Vol. 8 One Horn Quartet

I believe that to play as a head of “One-horn Quartet” of piano, bass, and drams is the ultimate dream or a fantasy of Jazz saxophonists.

But retrospectively thinking, I have less experiences of this format surprisingly.

My first acoustic Jazz group was a trio with bass and drums.
It was when I just entered my twenties.

In those days, the scene of Japanese Jazz music was almost dominated by the movement of reaffirmation of Acoustic Jazz.
In such time, my group of such a simple format must have been reckless, and a challenge against myself.

To remove piano, which forms harmonies as a chord instrument, accomplished a major shift of significance of the sound to sax, making the playing style highly challenging for myself.
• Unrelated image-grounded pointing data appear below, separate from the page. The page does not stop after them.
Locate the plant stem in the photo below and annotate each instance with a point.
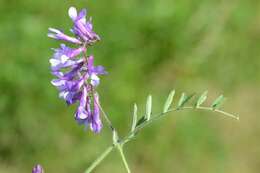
(99, 159)
(120, 149)
(160, 115)
(106, 117)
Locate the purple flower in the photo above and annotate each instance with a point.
(63, 57)
(87, 116)
(59, 35)
(76, 76)
(82, 28)
(37, 169)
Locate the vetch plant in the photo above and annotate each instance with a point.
(77, 80)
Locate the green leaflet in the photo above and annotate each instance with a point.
(184, 99)
(168, 102)
(134, 122)
(148, 108)
(141, 121)
(216, 104)
(201, 99)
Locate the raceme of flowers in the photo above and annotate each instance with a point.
(76, 76)
(37, 169)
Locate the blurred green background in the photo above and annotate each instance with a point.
(148, 46)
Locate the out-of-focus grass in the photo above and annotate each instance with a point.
(147, 46)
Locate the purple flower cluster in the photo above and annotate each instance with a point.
(37, 169)
(76, 75)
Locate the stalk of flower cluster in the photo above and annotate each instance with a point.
(77, 78)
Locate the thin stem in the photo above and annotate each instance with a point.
(160, 115)
(105, 116)
(99, 159)
(120, 149)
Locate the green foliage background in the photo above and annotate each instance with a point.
(148, 46)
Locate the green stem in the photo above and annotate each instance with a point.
(160, 115)
(99, 159)
(120, 149)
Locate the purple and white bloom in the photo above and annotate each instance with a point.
(87, 116)
(37, 169)
(59, 35)
(83, 29)
(63, 57)
(76, 76)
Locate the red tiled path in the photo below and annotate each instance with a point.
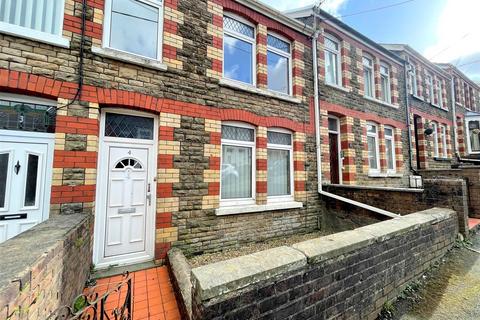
(152, 294)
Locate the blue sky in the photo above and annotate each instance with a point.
(441, 30)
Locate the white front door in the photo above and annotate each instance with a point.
(25, 180)
(127, 206)
(125, 214)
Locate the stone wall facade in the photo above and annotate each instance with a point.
(349, 275)
(48, 267)
(186, 94)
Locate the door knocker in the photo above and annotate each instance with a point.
(17, 167)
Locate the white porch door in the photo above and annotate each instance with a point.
(24, 184)
(129, 194)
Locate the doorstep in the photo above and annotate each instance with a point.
(113, 271)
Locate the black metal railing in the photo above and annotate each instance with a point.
(114, 304)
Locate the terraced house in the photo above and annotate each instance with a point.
(206, 125)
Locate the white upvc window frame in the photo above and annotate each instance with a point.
(285, 55)
(443, 136)
(36, 35)
(393, 151)
(372, 75)
(469, 144)
(377, 147)
(412, 79)
(249, 144)
(252, 41)
(430, 88)
(107, 23)
(386, 76)
(435, 140)
(338, 65)
(440, 92)
(289, 148)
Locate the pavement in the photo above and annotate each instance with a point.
(453, 292)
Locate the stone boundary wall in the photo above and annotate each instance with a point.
(348, 275)
(444, 193)
(472, 177)
(45, 267)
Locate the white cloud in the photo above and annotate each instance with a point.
(458, 32)
(331, 6)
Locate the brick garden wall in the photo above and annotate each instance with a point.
(45, 267)
(444, 193)
(471, 176)
(346, 275)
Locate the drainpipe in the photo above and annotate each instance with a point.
(407, 103)
(316, 101)
(454, 116)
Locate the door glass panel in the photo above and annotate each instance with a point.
(3, 177)
(31, 181)
(127, 126)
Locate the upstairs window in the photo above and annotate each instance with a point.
(278, 64)
(473, 126)
(430, 91)
(440, 93)
(369, 83)
(332, 61)
(443, 139)
(390, 149)
(280, 165)
(385, 83)
(373, 148)
(35, 19)
(238, 50)
(412, 79)
(435, 140)
(135, 27)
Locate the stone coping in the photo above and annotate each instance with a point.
(21, 253)
(217, 279)
(381, 188)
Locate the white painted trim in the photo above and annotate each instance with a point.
(249, 88)
(107, 26)
(247, 144)
(469, 146)
(258, 208)
(252, 41)
(393, 153)
(100, 195)
(19, 31)
(43, 138)
(289, 148)
(288, 56)
(377, 148)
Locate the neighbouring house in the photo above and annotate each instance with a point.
(197, 124)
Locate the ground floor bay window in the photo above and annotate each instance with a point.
(280, 166)
(237, 183)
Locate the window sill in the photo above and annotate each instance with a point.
(129, 58)
(337, 87)
(249, 88)
(417, 97)
(381, 102)
(258, 208)
(14, 30)
(384, 175)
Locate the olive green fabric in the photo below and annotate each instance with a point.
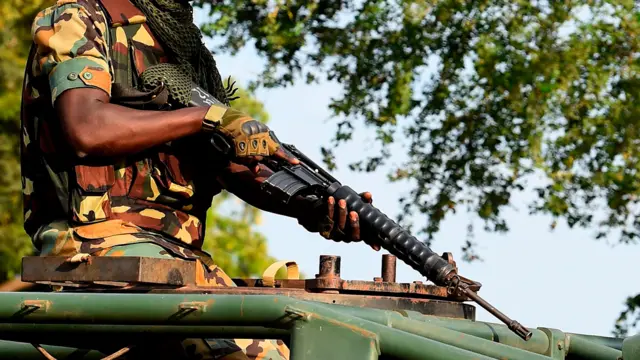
(171, 22)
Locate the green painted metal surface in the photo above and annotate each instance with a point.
(74, 319)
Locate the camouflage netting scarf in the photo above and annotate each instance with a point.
(171, 21)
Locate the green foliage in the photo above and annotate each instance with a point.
(243, 250)
(486, 94)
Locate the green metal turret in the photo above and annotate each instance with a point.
(116, 303)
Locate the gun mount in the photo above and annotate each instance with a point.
(125, 301)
The room given as a result of removing piano, enabled me to play more freely, however such a style required quite convincing expressions.

Until then I liked Fusion which is simple and pop.
To start to play “so called JAZZ”, I was with a strong will.

“If I play it, I want to make it serious and stoic.”

I was inexperienced, but I had such an enthusiasm.

I was young and reckless. I rushed single-mindedly making my sound style avant-garde.

Fortunately in those days I was privileged with the honor to play in “Takeshi Shibuya’s Orchestra”. Takeshi Shibuya is a pianist, an arranger, and one of the giants of Japanese Jazz musical scene. I was just like a baby then, but he hired me as a regular member.

This band called “SHIBU-OKE (Shibu-Orche)” consisted of players who are all experienced, with strong characters, and can play freely. My mentor, Kosuke Mine was also there.
I got shocked everytime I played there surrounded by those great musicians who did improvisation without any restriction but with great tradition.

Playing techniques I could think of were totally insufficient to reach that level.

It was a matter of course. I was in “SHIBU-OKE” between the ages of 21 to 28. Then I quit finally in order to quest what I should have done.

After that I went to New York. After coming back to Japan, I have concentrated on my own concept of activity, “JAZZ ROOTS”, as a place of my expression with my original songs of Fusion style.

But its sound is always based on the style of the free format.

Recently I talked with my old friend Koichi Inoue, a drummer, that

“We have never tried a standard-Jazz-band straightforwardly. Why don’t we try it?”

The ultimate dream I have never tried.

One Horn Quartet.

All the sprits I have acquired to this date are encouraging me to make another new start.